Second, I've come to realize that there are conflicting goals in review granularity that e-mail happens to address pretty well, but none of the alternatives do a good job of it. Most of the alternatives don't even seem to understand that there is a problem to begin with! Here's the thing:

Reviews want to be small. The smaller and the more self-contained a change is, the easier it is to wrap your head around and judge. If you do a big refactor that is supposed to have no functional impact, followed by a separate small functional change that is enabled by the refactor, then each change individually is much easier to review. Approving changes at a fine granularity also helps ensure that you've really thought through each individual change and that each change has a reasonable justification. Important details don't get lost in something larger.

Reviews want to be big. A small, self-contained change can be difficult to understand and judge in isolation. You're doing a refactor that moves a function somewhere else? Fine, it's easy to tell that the change is correct, but is it a good change? To judge that, you often need to understand how the refactored result ends up being used in later changes, so it's good to see all those changes at once. Keep in mind though that you don't necessarily have to approve them at the same time. It's entirely possible to say, yes, that refactor looks good, we can go ahead with that, but please fix the way it's being used in a subsequent change.
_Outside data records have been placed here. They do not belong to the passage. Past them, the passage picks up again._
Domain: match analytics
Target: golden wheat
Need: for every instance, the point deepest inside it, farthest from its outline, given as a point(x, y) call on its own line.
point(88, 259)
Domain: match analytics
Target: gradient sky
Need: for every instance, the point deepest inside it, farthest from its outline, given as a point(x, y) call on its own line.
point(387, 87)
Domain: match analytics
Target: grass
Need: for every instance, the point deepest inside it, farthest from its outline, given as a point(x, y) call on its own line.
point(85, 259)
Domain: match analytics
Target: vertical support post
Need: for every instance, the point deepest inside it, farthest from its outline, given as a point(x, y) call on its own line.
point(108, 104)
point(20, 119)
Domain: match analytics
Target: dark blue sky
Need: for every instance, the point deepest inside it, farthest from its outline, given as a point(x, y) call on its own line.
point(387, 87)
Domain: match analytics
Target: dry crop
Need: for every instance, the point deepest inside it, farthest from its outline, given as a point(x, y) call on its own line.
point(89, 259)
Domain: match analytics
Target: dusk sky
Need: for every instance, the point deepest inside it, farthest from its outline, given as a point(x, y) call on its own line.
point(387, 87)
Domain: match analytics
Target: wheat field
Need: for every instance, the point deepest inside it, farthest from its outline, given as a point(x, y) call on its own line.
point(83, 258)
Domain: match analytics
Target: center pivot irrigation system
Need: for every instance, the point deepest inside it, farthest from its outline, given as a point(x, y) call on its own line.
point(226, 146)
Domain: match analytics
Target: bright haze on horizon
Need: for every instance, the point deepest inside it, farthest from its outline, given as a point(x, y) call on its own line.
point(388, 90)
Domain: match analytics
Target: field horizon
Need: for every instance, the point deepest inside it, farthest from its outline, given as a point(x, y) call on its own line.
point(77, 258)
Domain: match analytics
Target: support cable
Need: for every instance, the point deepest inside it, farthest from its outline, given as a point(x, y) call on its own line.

There is another reason why reviews want to be big. Code reviews have a mental context-switching overhead. As a reviewer, you need to think yourself into the affected code in order to judge it well. If you do many reviews, you typically need to context-switch between each review. This can be very taxing mentally and ultimately unpleasant. A similar, though generally smaller, context-switching overhead applies to the author of the change as well: let's say you send out some changes for review, then go off and do another thing, and come back a day or two later to some asynchronously written reviews. In order to respond to the review, you may now have to page the context of that change back in. The point of all this is that when reviews are big, the context-switching overhead gets amortized better, i.e. the cost per change drops.

Reviews want to be both small and big. Guess what, patch series solve that problem! You get to review an entire feature implementation in the form of a patch series at once, so your context-switching overhead is reduced and you can understand how the different parts of the change play together. At the same time, you can drill down into individual patches and review those. Two levels of detail are available simultaneously.

So why e-mail? Honestly, I don't know. Given that the original use case for Git is based on patch series review, it's mind-boggling in a bad way that web-based Git hosting and code review systems do such a poor job of it, if they handle it at all.

Gerrit is the only system I know of that really takes patch series as an idea seriously, but while I am using it occasionally, I haven't had the opportunity to really stress it. Unfortunately, most people don't even want to consider Gerrit as an option because it's ugly.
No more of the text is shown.